Researchers sought to identify the overall follow-up colonoscopy rates after a positive stool-based test result, and to assess the factors associated with follow-up colonoscopy rates, including the COVID-19 pandemic. Their study evaluated follow-up colonoscopy rates among a large national sample of U.S. patients with positive stool-based test results across different healthcare organizations and patient characteristics.

This cohort study included 32,769 individuals from 39 different healthcare organizations—all average-risk primary care patients aged 50 to 75 years with a positive stool-based test result between January 2017 and June 2020. The study included retrospective analysis of deidentified administrative claims and electronic health records data, and qualitative interviews with clinicians from five healthcare organizations.

Researchers found that follow-up colonoscopy rates after a positive stool-based test result for colorectal cancer screening were low among an average-risk population, with a median 53.4% follow-up colonoscopy rate across 39 healthcare organizations within one year. The follow-up colonoscopy rates were 43.3% within 90 days of the positive stool-based test result, 51.4% within 180 days, and 56.1% within 360 days. Clinicians interviewed uniformly expressed surprise at the low rates.

These rates were inconsistent across patient demographic categories, indicating potentially addressable health disparities.
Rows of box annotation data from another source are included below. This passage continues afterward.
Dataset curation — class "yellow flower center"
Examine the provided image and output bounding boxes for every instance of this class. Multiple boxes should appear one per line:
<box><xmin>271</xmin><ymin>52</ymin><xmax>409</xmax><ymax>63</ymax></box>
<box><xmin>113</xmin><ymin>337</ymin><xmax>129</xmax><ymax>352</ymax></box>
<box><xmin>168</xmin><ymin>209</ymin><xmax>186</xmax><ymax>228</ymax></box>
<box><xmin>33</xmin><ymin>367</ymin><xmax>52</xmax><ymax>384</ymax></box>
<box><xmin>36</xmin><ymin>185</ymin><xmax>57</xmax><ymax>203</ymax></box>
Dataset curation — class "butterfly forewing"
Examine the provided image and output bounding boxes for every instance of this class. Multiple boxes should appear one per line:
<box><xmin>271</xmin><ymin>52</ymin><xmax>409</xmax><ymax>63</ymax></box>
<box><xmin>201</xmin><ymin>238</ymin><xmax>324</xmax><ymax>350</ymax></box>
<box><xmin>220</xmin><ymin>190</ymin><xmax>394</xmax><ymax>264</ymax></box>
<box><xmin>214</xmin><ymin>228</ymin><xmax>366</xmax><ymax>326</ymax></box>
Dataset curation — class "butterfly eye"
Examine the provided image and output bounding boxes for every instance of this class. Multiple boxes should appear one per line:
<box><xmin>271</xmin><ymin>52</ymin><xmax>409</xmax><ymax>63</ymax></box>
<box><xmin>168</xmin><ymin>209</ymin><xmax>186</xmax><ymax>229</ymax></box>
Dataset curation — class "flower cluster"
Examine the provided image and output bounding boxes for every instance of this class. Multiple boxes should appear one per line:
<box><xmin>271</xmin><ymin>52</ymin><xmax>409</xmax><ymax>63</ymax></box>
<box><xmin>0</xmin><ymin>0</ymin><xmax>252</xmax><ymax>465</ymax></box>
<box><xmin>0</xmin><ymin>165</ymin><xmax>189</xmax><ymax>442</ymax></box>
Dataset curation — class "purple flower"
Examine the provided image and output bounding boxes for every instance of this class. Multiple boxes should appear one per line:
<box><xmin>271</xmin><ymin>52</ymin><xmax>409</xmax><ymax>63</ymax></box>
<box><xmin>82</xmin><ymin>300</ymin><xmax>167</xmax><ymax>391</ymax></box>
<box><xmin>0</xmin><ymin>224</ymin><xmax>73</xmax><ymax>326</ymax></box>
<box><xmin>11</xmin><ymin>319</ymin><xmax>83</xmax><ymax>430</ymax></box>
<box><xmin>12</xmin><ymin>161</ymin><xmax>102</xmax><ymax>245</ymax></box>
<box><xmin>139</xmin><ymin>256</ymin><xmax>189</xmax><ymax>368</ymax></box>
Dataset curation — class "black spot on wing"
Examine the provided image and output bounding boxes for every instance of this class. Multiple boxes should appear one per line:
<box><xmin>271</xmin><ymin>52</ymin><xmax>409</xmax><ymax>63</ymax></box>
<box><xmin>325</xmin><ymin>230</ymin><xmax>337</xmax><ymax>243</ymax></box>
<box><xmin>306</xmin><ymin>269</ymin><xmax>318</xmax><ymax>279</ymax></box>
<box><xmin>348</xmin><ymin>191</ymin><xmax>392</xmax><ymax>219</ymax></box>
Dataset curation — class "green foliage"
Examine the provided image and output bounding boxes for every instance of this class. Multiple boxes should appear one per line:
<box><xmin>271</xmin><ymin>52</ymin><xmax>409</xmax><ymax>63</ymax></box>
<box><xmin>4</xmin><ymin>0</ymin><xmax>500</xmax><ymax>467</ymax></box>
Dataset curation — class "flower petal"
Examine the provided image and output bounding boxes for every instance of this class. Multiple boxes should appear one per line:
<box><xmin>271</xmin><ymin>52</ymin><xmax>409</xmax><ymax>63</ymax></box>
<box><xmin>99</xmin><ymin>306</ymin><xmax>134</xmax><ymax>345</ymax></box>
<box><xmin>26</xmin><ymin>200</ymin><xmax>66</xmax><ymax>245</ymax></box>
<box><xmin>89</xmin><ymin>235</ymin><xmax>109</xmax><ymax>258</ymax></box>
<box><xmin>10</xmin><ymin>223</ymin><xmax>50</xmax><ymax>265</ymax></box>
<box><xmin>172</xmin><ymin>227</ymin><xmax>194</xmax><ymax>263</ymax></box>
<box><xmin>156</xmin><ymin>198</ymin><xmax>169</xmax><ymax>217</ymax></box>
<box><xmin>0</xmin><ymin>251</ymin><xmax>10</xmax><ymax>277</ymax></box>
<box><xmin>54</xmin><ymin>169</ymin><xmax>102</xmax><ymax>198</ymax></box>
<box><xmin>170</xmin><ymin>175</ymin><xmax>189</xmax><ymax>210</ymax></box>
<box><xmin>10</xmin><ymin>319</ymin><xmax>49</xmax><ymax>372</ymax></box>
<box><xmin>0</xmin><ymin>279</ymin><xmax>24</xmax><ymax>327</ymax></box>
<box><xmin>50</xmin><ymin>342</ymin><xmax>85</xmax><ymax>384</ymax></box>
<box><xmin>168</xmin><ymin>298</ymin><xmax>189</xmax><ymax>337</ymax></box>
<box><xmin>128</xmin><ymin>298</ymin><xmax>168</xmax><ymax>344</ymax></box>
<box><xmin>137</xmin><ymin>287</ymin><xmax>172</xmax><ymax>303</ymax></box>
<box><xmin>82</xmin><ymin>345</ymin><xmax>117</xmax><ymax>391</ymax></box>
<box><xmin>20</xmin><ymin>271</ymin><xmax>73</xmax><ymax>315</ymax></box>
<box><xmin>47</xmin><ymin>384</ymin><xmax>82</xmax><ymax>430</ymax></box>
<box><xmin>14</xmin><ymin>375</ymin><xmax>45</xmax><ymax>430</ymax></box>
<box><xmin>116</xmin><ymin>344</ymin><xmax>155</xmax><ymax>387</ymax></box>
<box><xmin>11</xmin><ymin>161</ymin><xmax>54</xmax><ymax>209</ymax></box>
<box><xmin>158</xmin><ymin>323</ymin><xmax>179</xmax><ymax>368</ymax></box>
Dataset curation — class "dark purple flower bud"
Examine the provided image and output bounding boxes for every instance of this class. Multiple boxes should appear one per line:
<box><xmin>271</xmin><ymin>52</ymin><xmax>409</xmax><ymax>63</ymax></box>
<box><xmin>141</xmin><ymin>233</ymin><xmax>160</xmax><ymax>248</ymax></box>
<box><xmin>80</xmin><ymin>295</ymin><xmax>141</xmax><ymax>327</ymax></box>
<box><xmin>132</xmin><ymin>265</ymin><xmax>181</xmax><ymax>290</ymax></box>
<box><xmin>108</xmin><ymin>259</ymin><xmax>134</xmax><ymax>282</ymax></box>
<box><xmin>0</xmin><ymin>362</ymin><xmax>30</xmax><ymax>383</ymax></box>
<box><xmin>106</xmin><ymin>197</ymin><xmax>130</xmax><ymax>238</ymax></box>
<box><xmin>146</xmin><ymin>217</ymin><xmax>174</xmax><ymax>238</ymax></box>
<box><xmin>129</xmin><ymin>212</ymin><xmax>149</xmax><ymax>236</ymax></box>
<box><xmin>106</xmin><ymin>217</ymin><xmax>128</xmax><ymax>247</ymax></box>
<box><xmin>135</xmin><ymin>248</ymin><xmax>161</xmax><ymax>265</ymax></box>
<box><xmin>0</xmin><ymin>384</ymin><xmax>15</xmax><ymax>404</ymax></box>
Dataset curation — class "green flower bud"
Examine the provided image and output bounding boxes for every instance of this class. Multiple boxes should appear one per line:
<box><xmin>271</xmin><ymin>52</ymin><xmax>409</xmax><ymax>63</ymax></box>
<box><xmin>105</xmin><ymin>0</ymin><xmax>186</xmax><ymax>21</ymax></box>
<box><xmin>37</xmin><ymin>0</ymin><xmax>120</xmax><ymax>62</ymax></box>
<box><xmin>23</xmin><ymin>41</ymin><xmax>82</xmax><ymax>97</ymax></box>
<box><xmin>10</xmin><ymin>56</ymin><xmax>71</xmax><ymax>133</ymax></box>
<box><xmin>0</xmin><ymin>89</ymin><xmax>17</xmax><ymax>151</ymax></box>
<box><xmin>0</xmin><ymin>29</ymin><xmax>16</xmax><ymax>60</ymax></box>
Socioeconomic factors, including race, ethnicity, insurance type, type of test, and health care organization, along with the COVID-19 pandemic, were associated with lower follow-up colonoscopy rates.

Targeted interventions by clinicians and healthcare systems to improve overall follow-up colonoscopy rates and to reduce the colonoscopy backlog resulting from the March to June 2020 peak pandemic months may help achieve the full clinical benefits from stool-based colorectal cancer screening tests. The researchers warn that long delays in follow-up colonoscopies after positive stool-based tests may lead to worse CRC outcomes.